Cathedral of Hope breaks ground for new monument and entrance road

DAVID TAFFET | Senior Staff Writer
taffet@dallasvoice.com
Cathedral of Hope will break ground this weekend for a new entryway into the church grounds, and church officials say the new entryway marks the beginning of a new era for the church.
Cathedral of Hope has never had its own formal entrance, from either Inwood Road or Cedar Springs Road, although there have always been three ways to get onto the church property.
One entrance from Cedar Springs Road goes through the doggy daycare parking lot. That building was a Ruth’s Chris Steakhouse when Cathedral of Hope was first built. Although someone else owns that building, the church owns the driveway.
The two other entrances are both off Inwood Road. One is marked by a sign, and that entrance zigzags through a car dealership. The other is down Nash Street. The Nash Street entrance is marked by a Jack in the Box on one side and a Taco Bell on the other.
When the church was built, the street was residential. Those houses are long gone and the road has been abandoned by the city. Although Nash Street is no longer an official city street, Dallas hasn’t blocked the right-of-way as it would normally do when it abandons a road, so congregants still use that entrance.
Since Resource Center opened its new building at 5750 Cedar Springs Road, a fourth entrance to the church grounds has been created through its parking lots. But none of those entrances go directly into the property, and just finding the church can be a problem at times for newcomers.
The new, formal entryway will solve that problem.
It will be located along Cedar Springs Road, between Resource Center and the doggy daycare. In the initial phase of construction, the entry road will connect Cedar Springs Road and Nash Street and will be known as Covington Way, honoring former church employee Lee Covington.
Covington, who served as assistant to senior pastor Neil Cazarez-Thomas as well as his two predecessors, was murdered in his home last summer. Yevin Rushing, 22, has been arrested and charged with Covington’s murder. Rushing had had several of Covington’s belongings in his possession at the time of his arrest, including Covington’s keys and Rolex watch.
Rushing was arrested when he drove to Covington’s house in a U-Haul just hours after Covington’s death, presumably to empty the house. He remains in Dallas County Jail awaiting trial.
A monument will be built at the corner of Covington Way at Cedar Springs Road and will, Cazares-Thomas said, be named for Robert Trost, a long-time CoH member who died 18 months ago and left $1 million to the church. Half of that money went into a long-term endowment, and half went toward the new master plan for the church complex.
Implementing the master plan began with long-overdue repairs, including repairs to the roof. “The bell tower was leaking like a sieve,” Cazares-Thomas said.
Other improvements included fixing sound problems in the Interfaith Peace Chapel, a problem since the building opened, and buying new furniture for that building.
The first phase of construction on the road and monument should begin soon after the groundbreaking.

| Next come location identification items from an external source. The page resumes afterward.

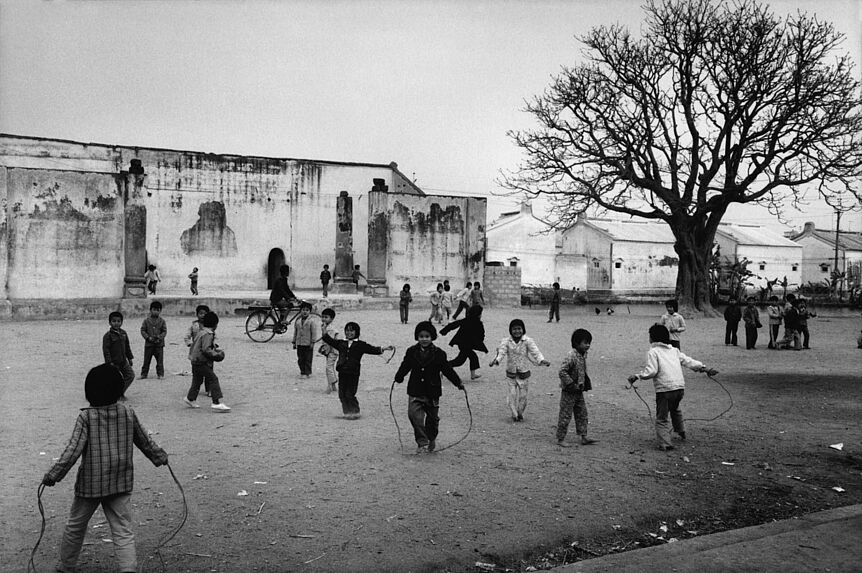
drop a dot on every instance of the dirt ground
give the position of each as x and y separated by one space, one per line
329 494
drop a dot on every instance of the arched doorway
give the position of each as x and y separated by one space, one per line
276 259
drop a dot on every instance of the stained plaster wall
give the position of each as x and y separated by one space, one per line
64 234
428 239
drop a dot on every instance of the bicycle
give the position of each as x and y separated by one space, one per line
265 322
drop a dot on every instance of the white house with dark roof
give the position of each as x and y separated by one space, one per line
818 254
770 254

Weather permitting, the church hopes to complete the work by Easter Sunday.
The cost of the first phase of construction is $395,000 with $315,000 already collected. Selling bricks is one way the church will raise the funds.

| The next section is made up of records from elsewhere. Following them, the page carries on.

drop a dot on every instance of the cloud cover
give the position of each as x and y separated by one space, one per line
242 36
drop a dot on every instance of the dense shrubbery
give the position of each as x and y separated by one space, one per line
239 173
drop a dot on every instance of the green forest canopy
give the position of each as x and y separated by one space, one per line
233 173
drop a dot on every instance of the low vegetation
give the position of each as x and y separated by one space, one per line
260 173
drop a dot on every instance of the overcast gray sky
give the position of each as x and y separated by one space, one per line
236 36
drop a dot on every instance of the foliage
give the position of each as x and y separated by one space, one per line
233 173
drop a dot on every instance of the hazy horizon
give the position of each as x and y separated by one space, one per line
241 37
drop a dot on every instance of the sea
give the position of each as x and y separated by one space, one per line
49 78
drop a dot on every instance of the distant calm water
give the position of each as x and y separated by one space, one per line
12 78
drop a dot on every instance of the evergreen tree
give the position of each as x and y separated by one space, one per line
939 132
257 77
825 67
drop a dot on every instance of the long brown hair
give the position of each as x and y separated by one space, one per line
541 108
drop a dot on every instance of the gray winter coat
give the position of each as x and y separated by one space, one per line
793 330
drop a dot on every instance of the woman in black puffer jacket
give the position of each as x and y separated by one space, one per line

“We’ll also be making personal asks of people for whom this has been a dream in the making,” Cazarez-Thomas said.
The next phase of construction will be to extend Covington Way behind the Interfaith Peace Chapel into the main parking lot.
When that’s completed, the road between the church and chapel will be closed to traffic and turned into a landscaped plaza. The driveway through the doggy daycare would become a service entrance that would only be used by staff to access employee parking.
Other long term plans include using some of the property for senior housing, homeless youth housing or community space. Any of those proposals would be in conjunction with other organizations and possibly the city.
A proposed Philip Johnson-designed cathedral, of which the Interfaith Peace Chapel was just a small piece, is no longer part of the church’s master plan.
“Multipurpose space is more important than space just used on Sundays,” Cazarez-Thomas explained.
Cazarez-Thomas called the new entrance “a new entryway for a new era.” He said when the church was built, it was purposely secluded and without a sign marking its presence.
“In the early days of this congregation, there was a notion of security, of not being seen from the street,” he said.
But today, the church is often a wedding destination attracting out-of-town guests who have trouble finding the building.
The monument, which includes “Cathedral of Hope” written on both sides, should fix that.
Groundbreaking begins at 3 p.m. on Saturday, Feb. 17. Enter through the doggy daycare, car dealership, Nash Street or Resource Center.